Он потянул меня со всей своей силы, я был безобидным насекомым в его могучих руках и ничего не имел против этого. Ему не составляло труда убить меня, но, к моему удивлению, вместо этого он подхватил меня, поднял и увлек из моей уютной комнаты вдаль по светлому коридору, где мои ноги в мягких тапочках растерянно шуршали по синему линолеуму, а цветы в черных блестящих горшках издавали ароматы, напоминавшие мне о масляных красках на потеющей от страсти коже.
Если бы не его сила, я не сделал бы и десятка шагов. Благословенные таблетки, небесные растворы были восхитительны и безжалостны. Голова моя кружилась и запрокидывалась, горькая слюна заполняла рот, слезы текли из неустанно моргающих глаз, не позволяя мне рассмотреть, чем были тени и вспышки, встреченные мной на пути. Я казался самому себе бесплотной нелетающей птицей, подставляющей крошечные крылья попутному ветру, я был голоден и готов к страху, любая встреча с кем бы то ни было представлялась мне катастрофой, должна была закончиться ею, несла в себе плод, зачатый смятением и разрушением. Какими бы глупыми и необоснованными ни выглядели подобные чувства, они оказались верными в моем случае, ведь когда я смог успокоить глаза и смятение, то обнаружил, что старшая моя сестра сидит напротив меня.
Память врывается ко мне от вида ее плоти, ее обнаженных рук и тонкой шеи, я вспоминаю, кто она есть, что мы совершили вместе, какими могли быть наши совместные самоубийства.
Покачивая ногой, сияя лаком высоких каблука и платформы, держа в пальцах левой руки незажженную сигарету, она смотрела на меня тем насмешливым и высокомерным взором, каким обычно наделяла оставивших ее любовников.
-Как ты себя чувствуешь, братик? — она положила локти на край пластикового светло-зеленого стола и я смутился от ее вопроса, опустил взор, положил руки на свои колени, чувствуя, как приятна пальцам грубая ткань старых джинсов.
-Доктор сказал мне, что тебе намного лучше, — она приблизила сигарету к черным губам, -Он говорит, что если все будет и дальше идти так, как сейчас, когда-нибудь мы сможем забрать тебя отсюда.
Я смотрел на то, как движется из стороны в сторону стальная набойка на черном каблуке.

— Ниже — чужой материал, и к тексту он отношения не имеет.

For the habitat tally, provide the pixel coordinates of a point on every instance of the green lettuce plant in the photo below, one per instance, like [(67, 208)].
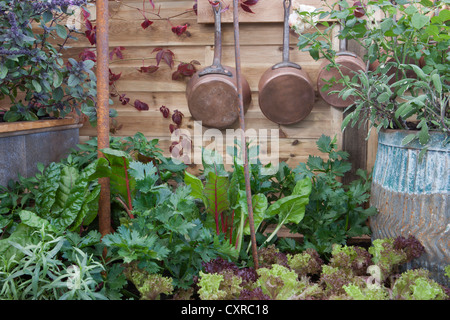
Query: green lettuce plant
[(279, 282), (416, 285)]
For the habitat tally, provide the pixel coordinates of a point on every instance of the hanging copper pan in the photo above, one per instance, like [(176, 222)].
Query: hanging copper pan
[(286, 93), (212, 92), (350, 63)]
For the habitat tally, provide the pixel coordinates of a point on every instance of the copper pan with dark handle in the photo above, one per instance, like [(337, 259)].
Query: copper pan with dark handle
[(286, 93), (349, 63), (211, 93)]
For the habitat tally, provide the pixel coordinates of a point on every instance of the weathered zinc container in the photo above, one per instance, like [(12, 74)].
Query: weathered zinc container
[(24, 144), (413, 197)]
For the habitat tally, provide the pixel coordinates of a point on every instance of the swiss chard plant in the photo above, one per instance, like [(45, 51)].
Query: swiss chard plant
[(167, 232)]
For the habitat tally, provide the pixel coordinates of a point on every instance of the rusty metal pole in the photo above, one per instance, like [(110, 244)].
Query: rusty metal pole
[(243, 140), (104, 210)]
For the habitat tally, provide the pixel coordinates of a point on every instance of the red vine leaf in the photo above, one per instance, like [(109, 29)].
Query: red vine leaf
[(173, 127), (124, 100), (164, 54), (141, 106), (246, 8), (165, 111), (179, 30), (247, 4), (177, 117), (91, 32), (185, 70), (88, 55), (116, 51)]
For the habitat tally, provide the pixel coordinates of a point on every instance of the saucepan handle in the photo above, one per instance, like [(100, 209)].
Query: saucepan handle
[(216, 67), (286, 63)]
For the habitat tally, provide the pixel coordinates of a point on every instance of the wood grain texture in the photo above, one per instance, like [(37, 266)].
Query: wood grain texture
[(261, 48)]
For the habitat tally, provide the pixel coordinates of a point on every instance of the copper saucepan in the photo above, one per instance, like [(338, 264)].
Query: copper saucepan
[(350, 63), (286, 93), (212, 92)]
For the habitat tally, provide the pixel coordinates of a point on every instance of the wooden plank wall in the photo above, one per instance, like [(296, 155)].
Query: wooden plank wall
[(261, 47)]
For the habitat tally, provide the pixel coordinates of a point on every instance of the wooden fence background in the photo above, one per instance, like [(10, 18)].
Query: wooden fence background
[(261, 47)]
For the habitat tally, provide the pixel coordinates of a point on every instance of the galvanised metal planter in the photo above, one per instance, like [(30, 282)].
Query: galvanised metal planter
[(413, 198)]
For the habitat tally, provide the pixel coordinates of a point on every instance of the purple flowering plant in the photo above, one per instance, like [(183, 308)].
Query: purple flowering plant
[(34, 76)]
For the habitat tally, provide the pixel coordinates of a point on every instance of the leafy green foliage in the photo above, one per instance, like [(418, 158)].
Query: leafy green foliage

Во всей вселенной не было ничего прекраснее, но от вида той солнечной вспышки я почувствовал холод и спрятал ладони в рукавах красного джемпера, когда-то подаренного мне кем-то.
На ней была черная майка с головой золотого пуделя на груди и короткие белые шорты, все в треугольных заклепках. За этими стенами было лето. Я не обращал внимания на него или успел забыл о нем с тех пор, как в последний раз смотрел в окно и это рассмешило меня.
От моего смеха глаза ее стали злобными. Откинувшись на спинку стального, прикрученного к полу кресла, она сжала сигарету зубами и некоторое время пристально смотрела на меня, явно подозревая во мне большее безумие, чем я казался.
-Я хочу кое-что показать тебе. — она положила на стол тонкий корпус из серебристого исцарапанного пластика, принадлежащий переносному компьютеру. Я только слышал о таких, видел их в кинофильмах и на страницах журналов, они были слишком дорогими и бесполезными для меня, слишком совершенными и недоступными.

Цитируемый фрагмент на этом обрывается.